Conduct DIY inspections.
To be on the safe side, make it a habit to check your car’s pedals (if they are depressing properly), tires (for flats or lodged foreign objects), lights, and horn on a daily basis. Meanwhile, inspect the engine oil, engine coolant, windshield washer, and tire-pressure levels on a weekly basis.
Finally, do a monthly check on the condition of the windscreen wipers, all the tires (including the spare), the battery (for corrosion), and the air-conditioning system, as well as the transmission, brake, and clutch fluids. Instructions on how to do these may be found in the car manual.
Don't leave home without the basic tools.
Car tool kits for different budget ranges may be bought in hardware stores, but when it comes to wrenches and sockets, be sure to get adjustable types to fit every nut and bolt in your vehicle. Electric-powered tire pumps and jacks that can be plugged into the lighter jack are also convenient to have, but they are a bit on the pricey side.

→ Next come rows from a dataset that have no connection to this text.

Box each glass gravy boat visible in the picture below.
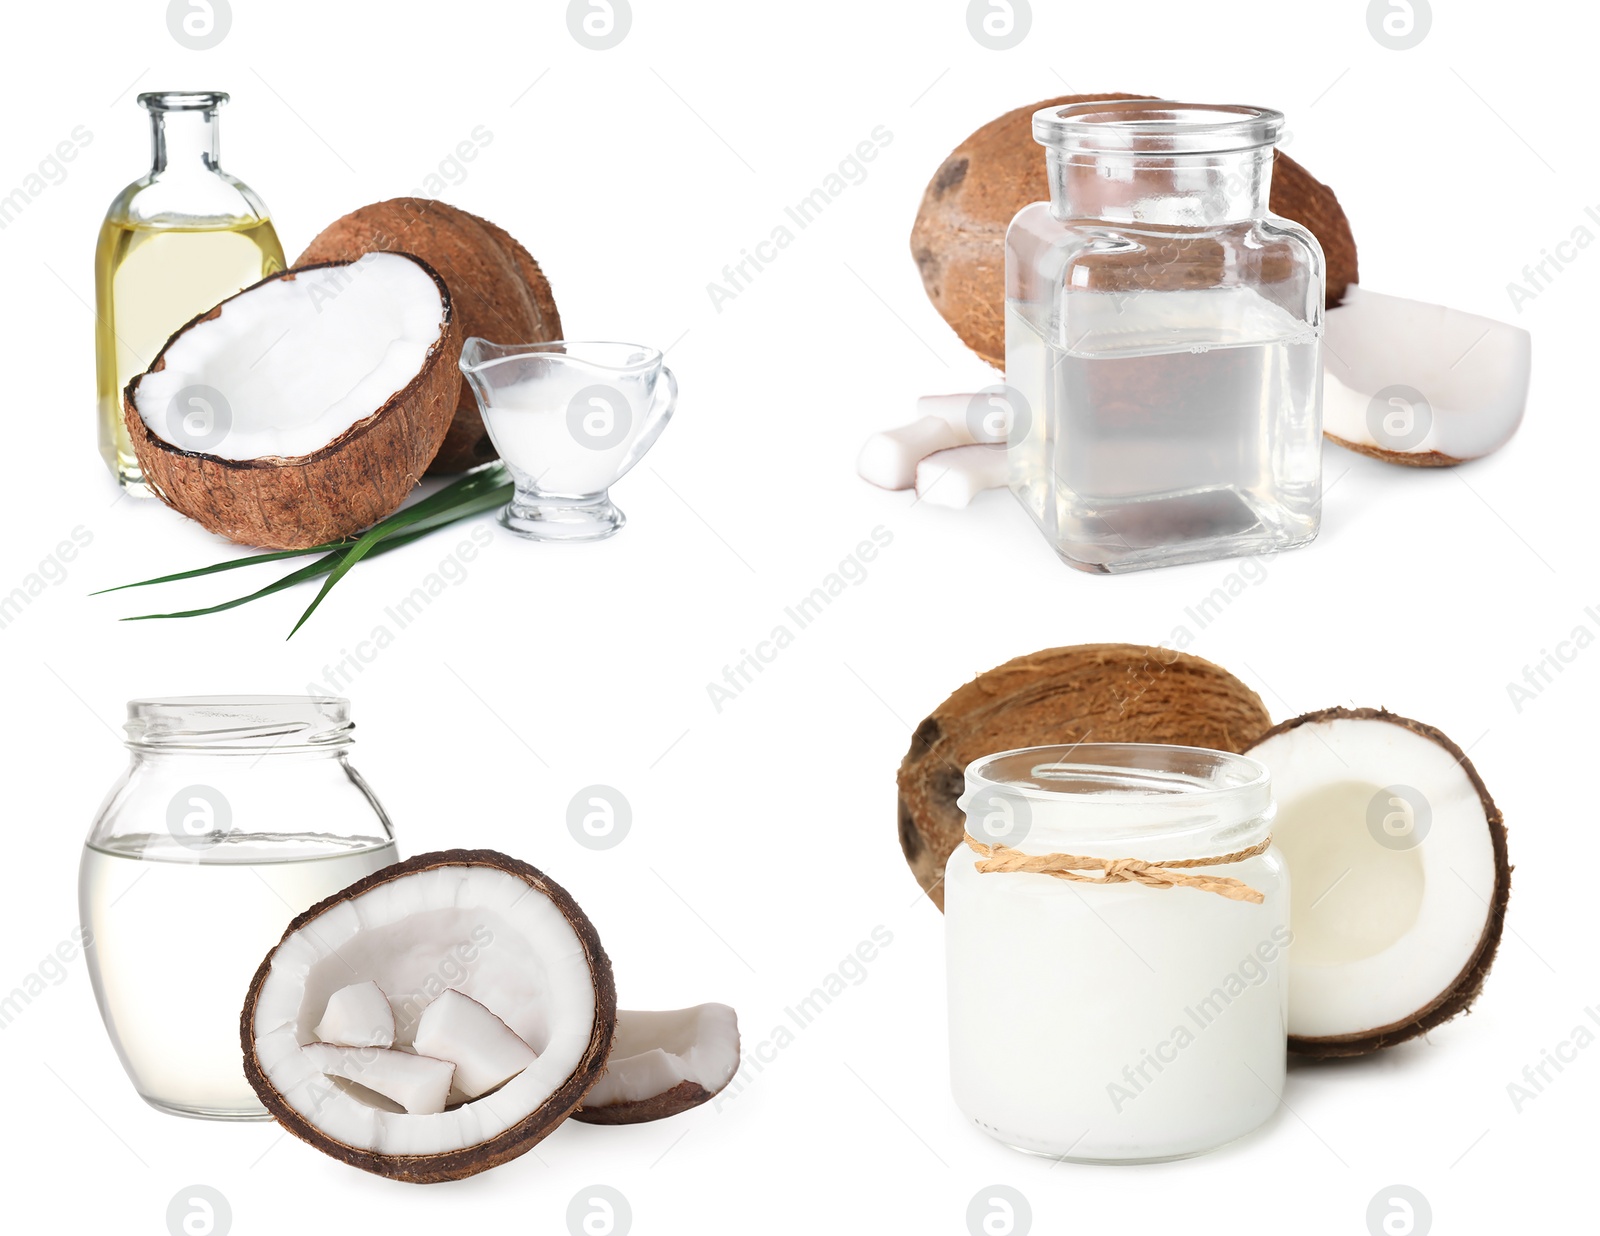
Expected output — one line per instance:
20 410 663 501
460 339 677 541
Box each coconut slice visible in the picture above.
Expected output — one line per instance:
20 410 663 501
1322 286 1531 466
300 1043 454 1115
243 850 615 1182
414 990 537 1099
573 1004 741 1124
126 253 460 550
314 980 397 1048
1246 708 1510 1057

Other must-haves are a one-gallon container filled with water, a flashlight, and rags for cleaning up.
Learn how to use the tools.
Again, your friend the car manual will have step-by-step diagrams showing how to jack up the car, change tires, jumpstart a dead battery, and the like. What you can also do is ask a person in the know—a mechanic or a family member or friend who knows his way with cars—to show you how to do this so you won’t be caught unaware in case of an emergency.
Observe proper driving habits.
Half the trick to keeping a well-maintained car is driving it properly. Not overloading your vehicle, for instance, is one way to go about it, so don’t volunteer to be the sole driver during a barkada shopping spree that will inevitably end with the trunk piled high with purchases. This not only puts too much stress on the suspension, but it also overworks the engine.
Another simple way to take care of your car is to avoid hard acceleration and braking. Doing so prolongs the life of the transmission and the brakes and dramatically improves fuel consumption.
Have a pit-stop strategy.
It helps to make a note of the auto shops and gasoline stations on your route to and from work and other usual destinations, just in case an emergency situation prevents you from making it all the way to your usual service center. It will be much faster than calling for help and waiting alone, especially after dark.
As you take on the roads every day, you will encounter many bumps, ruts, and roadblocks, but with a properly working vehicle, you will be able to maneuver around these safely and confidently.